Although the Jews eventually returned to Erfurt after a few years, the synagogue was sold off to Christians and became a warehouse. Over the centuries, the building's interiors were modified to serve various purposes, including restaurants, a dance hall, and a bowling alley. But thanks to the conversion, the synagogue escaped the destruction by the Nazi. The building stayed in private hands until the city purchased it in 1998 and reopened it as a museum of Jewish heritage. We were lucky enough to visit on the monthly “free day”. Although much of the original interior and all the furnishing was lost, traces of the 12th-century temple could still be identified.
Erfurt’s Jewish heritage came into international focus when a sizeable trove of golden treasure was discovered within the wall of a medieval cellar. It did not take long for archaeologists to conclude that these treasures once belonged to Kalman von Wiehe, a wealthy Jewish banker. The treasure was hidden away during the Pogrom of 1349. Evidently, he was lynched, and his most valuable possessions were left undisturbed until rediscovered in 1998. As such, the Erfurt Treasure represents the largest and most pristine collection of its kind.

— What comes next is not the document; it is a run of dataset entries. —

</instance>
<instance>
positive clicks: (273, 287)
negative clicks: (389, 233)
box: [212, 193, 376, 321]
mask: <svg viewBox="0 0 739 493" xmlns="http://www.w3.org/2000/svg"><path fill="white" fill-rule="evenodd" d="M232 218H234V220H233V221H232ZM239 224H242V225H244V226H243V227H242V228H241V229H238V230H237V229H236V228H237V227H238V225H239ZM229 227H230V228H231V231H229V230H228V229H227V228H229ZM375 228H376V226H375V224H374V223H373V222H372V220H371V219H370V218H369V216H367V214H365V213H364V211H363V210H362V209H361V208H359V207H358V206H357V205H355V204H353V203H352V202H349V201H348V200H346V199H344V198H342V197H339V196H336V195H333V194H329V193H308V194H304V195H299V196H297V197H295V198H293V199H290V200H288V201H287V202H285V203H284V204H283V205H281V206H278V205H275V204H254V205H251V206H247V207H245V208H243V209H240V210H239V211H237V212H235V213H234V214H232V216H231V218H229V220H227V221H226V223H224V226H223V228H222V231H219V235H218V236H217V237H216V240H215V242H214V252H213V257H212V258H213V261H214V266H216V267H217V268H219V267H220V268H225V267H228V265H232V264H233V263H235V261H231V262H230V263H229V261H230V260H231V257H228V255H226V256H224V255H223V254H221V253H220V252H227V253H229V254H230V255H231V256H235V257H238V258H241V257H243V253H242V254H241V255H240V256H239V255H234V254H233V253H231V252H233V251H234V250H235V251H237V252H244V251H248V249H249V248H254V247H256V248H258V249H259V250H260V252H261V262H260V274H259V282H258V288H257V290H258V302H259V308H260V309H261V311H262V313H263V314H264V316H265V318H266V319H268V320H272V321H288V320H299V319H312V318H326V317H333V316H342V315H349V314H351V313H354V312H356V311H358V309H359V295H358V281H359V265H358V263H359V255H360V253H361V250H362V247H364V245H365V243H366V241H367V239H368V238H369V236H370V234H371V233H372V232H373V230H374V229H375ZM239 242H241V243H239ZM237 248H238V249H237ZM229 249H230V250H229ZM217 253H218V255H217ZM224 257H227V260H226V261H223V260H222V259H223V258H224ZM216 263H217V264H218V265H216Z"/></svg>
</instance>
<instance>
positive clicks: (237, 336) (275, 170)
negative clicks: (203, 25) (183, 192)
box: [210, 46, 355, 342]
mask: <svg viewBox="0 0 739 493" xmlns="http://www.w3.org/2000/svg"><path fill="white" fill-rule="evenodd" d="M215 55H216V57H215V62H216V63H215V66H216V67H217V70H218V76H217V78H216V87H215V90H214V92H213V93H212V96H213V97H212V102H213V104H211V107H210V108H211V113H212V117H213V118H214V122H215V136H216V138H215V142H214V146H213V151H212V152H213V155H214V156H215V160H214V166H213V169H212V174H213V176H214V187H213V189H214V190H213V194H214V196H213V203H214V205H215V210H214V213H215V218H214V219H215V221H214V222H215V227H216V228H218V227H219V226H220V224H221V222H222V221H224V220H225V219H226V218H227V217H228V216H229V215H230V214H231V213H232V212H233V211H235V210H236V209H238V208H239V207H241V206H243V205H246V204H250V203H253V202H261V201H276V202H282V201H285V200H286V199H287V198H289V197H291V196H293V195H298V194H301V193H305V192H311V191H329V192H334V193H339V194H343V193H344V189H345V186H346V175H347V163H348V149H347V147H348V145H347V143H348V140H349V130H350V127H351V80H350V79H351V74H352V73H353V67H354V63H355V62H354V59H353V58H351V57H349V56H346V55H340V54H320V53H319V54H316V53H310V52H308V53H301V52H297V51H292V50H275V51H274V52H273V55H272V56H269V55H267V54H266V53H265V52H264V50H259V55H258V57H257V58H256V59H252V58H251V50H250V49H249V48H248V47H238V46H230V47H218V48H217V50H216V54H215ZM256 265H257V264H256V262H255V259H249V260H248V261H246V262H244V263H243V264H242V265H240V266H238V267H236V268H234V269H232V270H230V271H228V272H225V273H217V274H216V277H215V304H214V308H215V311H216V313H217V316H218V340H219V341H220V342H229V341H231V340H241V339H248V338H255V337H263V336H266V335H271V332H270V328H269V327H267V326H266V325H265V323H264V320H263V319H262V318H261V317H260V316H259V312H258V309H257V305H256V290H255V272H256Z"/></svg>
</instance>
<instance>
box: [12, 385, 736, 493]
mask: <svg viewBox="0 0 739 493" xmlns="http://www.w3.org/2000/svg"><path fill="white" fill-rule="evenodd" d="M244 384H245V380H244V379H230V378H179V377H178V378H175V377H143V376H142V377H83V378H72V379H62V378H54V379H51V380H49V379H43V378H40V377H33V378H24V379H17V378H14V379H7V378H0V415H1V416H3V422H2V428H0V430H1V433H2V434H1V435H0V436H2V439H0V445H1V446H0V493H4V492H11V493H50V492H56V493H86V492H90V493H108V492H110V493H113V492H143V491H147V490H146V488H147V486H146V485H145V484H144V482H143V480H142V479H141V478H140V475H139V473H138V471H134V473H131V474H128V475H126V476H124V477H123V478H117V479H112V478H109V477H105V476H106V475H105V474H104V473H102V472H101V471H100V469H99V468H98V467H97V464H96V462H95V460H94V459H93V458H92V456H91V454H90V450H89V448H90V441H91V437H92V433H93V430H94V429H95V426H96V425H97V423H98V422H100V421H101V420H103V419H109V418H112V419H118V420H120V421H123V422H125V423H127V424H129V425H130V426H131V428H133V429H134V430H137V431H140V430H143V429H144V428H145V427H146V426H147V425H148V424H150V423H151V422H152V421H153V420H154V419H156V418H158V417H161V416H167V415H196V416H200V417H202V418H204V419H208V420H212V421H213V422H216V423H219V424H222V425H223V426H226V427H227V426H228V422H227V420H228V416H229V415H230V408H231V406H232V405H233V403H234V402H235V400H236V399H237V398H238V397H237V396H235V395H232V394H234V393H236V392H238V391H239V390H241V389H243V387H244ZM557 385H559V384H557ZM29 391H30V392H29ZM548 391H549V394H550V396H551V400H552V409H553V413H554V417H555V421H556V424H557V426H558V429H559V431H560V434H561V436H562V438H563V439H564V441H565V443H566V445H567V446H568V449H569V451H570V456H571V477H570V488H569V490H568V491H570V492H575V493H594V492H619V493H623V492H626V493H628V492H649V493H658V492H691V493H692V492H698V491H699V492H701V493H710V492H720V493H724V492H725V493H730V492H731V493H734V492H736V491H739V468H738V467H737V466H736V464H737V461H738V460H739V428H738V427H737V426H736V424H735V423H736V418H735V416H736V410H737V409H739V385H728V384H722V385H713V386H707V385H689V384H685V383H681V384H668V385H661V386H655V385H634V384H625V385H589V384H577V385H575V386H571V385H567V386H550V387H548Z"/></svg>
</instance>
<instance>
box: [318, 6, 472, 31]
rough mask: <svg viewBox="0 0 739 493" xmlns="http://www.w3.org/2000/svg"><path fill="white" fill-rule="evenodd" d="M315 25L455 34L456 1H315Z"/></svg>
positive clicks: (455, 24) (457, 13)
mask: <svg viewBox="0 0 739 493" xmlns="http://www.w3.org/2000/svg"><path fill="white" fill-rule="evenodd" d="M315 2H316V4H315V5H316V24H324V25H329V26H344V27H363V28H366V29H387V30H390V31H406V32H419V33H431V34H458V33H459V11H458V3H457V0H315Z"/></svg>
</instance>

The treasure includes silver bars, thousands of golden coins, and more than 700 pieces of decorative accessories of the finest craftsmanship. Appropriately, the highlights of the treasure were exhibited today at the cellar level of the Old Synagogue, and it gave us a glimpse of the world of medieval life. The undisputed highlight would be an intricately carved wedding ring made without any gemstones. The top of the ring is adorned with a Jewish temple graced with Gothic gables. The ring itself is shaped as two interlocked hands, an ancient symbol of fidelity. The only engraving on the ring is masel tov, a Jewish phrase expressing congratulations or wishing someone good luck.